Gambar 9. Persentase tingkat kematangan gonad ikan kuro(Eleutheronema tetradatylum) berdasarkan waktu penelitian.

Tingkat kematangan gonad mengalami fluktuasi selama waktu penelitian (Gambar 9). Persentase tingkat kematangan gonad I tertinggi terdapat pada bulan Mei sebesar 80 %, dan tingkat kematangan gonad II tertinggi terdapat pada bulan Oktober yaitu sebesar 72 %. Tingkat kematangan gonad I terendah pada bulan Oktober sebesar 25 %, dan tingkat kematangan gonad II terdapat pada bulan Mei sebesar 30 %.

Perkembangan TKG ikan kuro dapat dilihat melalui perkembangan histologi gonadnya (Gambar 10). Gonad jantan TKG I spermatogonia dengan jaringan ikat kuat. Pada TKG II gonad sudah mulai berkembang dengan jaringan ikat mulai berkurang. Pada TKG III spermatosit sudah mulai menyebar dengan jaringan ikat yang sudah menghilang, dan spermatosit I sudah berubah menjadi spermatosit II.
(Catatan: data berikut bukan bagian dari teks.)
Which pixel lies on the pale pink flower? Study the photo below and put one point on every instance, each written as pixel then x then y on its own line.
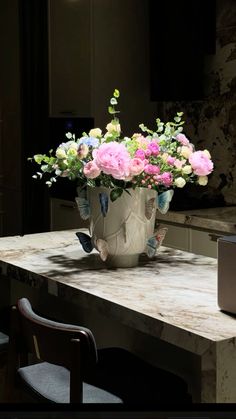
pixel 182 139
pixel 166 179
pixel 154 148
pixel 179 163
pixel 136 166
pixel 113 159
pixel 152 169
pixel 91 170
pixel 140 153
pixel 141 140
pixel 83 151
pixel 201 164
pixel 170 160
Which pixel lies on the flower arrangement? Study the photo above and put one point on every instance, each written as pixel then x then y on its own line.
pixel 161 160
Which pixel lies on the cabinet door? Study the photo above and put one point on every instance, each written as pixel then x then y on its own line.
pixel 201 243
pixel 176 237
pixel 65 215
pixel 69 57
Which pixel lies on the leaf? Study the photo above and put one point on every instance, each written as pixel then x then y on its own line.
pixel 116 93
pixel 115 193
pixel 113 101
pixel 111 110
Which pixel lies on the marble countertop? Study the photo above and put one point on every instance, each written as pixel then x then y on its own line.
pixel 175 291
pixel 221 219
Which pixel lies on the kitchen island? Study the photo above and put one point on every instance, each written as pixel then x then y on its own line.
pixel 172 298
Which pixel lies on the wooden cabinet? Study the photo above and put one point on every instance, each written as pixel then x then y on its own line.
pixel 69 57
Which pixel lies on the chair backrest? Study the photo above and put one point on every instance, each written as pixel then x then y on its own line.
pixel 71 346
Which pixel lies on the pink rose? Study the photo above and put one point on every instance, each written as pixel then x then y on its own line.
pixel 201 163
pixel 140 153
pixel 91 170
pixel 170 160
pixel 154 148
pixel 166 179
pixel 136 166
pixel 151 169
pixel 113 159
pixel 179 163
pixel 182 139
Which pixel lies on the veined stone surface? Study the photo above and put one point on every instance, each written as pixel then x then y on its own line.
pixel 172 297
Gambar 10. Perkembangan histologis gonad ikan kuro (Eleutheronema tetradactylum) jantan TKG I, II, III

Keterangan : Sg =Spermatogonia; Sp = Spermatosit primer; Ss = Spermatosit sekunder

Pada pengamatan histologi didapatkan gonad jantan TKG III dengan ukuran panjang sebesar 271 mm dan betina TKG IV dengan ukuran panjang sebesar 496 mm, karena proses pengambilan sampel ikan tersebut dilakukan di TPI yang merupakan hasil tangkapan nelayan yang didapat di daerah laut.

Menurut Kagwade (1970) ikan kuro memiliki daerah pemijahan di perairan sekitar pantai. Namun selama penelitian hanya ikan kuro berjenis kelamin jantan yang tertangkap, hal ini dikarenakan wilayah penangkapan ikan selama penelitian merupakan habitat ikan kuro saat berjenis kelamin jantan dan berukuran kecil.

TKG I TKG II TKG III Sg Sg Sp Ss 10x10 10x10 10x10

5 KESIMPULAN

Kesimpulan yang diperoleh dari penelitian adalah sebagai berikut:

1. Ikan yang tertangkap masih juvenil dan semua berjenis kelamin jantan serta belum matang gonad.

2. Ikan kuro memiliki ciri morfometrik dan meristik seperti dua sirip punggung, sirip punggung kedua sejajar dengan sirip anal dan dua sirip pektoral yang salah satunya berupa empat sirip filamen.